Her next project is a retrospective of her interest in the Irish dance world, the entire collection of her newspaper columns, to be published by the new dance publishing company Kinetic Reflex, headed by dance critic Michael Seaver.
The collaborative effort and, hopefully, publications will continue. In her foreword to Choreographic Encounters, Brady hints at more, describing this as the "inaugural issue".
She and Theodores are discussing the next step for the dance writer-in-residence programme, because, as Theodores states, particularly in a literary culture such as Ireland, you need to attract and build an audience through the written word.

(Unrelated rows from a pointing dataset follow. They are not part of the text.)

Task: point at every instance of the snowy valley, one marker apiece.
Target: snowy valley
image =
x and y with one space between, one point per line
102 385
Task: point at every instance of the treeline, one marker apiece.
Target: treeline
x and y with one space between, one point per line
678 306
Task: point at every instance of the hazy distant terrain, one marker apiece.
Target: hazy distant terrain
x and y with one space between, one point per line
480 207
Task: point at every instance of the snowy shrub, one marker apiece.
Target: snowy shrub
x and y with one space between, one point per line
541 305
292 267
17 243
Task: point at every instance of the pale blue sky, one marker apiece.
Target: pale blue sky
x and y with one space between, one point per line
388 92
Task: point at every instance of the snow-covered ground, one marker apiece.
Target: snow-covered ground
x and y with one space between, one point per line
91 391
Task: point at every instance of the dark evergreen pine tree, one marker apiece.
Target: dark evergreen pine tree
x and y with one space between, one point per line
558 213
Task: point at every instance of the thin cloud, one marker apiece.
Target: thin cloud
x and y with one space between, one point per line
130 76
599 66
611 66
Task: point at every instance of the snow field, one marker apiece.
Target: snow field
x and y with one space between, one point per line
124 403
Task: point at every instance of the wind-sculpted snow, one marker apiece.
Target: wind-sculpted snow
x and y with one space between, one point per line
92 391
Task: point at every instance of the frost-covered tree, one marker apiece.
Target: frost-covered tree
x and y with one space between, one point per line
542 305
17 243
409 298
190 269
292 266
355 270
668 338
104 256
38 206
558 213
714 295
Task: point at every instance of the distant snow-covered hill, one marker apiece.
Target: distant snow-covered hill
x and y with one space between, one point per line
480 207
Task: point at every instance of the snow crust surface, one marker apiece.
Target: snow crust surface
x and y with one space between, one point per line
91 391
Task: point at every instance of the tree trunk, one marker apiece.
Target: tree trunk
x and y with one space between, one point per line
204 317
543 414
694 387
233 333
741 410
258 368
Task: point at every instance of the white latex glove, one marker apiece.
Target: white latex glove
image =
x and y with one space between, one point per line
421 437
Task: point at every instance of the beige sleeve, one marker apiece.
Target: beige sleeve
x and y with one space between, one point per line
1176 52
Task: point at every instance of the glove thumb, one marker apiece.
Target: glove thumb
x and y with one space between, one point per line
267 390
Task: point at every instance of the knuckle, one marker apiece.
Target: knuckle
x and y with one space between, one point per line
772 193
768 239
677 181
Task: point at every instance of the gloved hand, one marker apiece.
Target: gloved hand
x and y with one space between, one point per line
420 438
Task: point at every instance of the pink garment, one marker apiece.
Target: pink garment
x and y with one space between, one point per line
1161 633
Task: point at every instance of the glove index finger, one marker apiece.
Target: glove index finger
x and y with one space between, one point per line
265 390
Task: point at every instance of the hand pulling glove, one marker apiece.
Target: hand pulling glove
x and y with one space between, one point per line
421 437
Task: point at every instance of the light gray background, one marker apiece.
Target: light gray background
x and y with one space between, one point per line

"I'd like to make a formal plea to editors of all papers and magazines to make more room for serious critical work on dance," she says.
"The public will only ever embrace dance as an art to be valued if it is written about well. If you read really good writing, you're persuaded. We need good writing to bring dance more into the public imagination and consciousness." And, with these two volumes, she has issued starter's orders.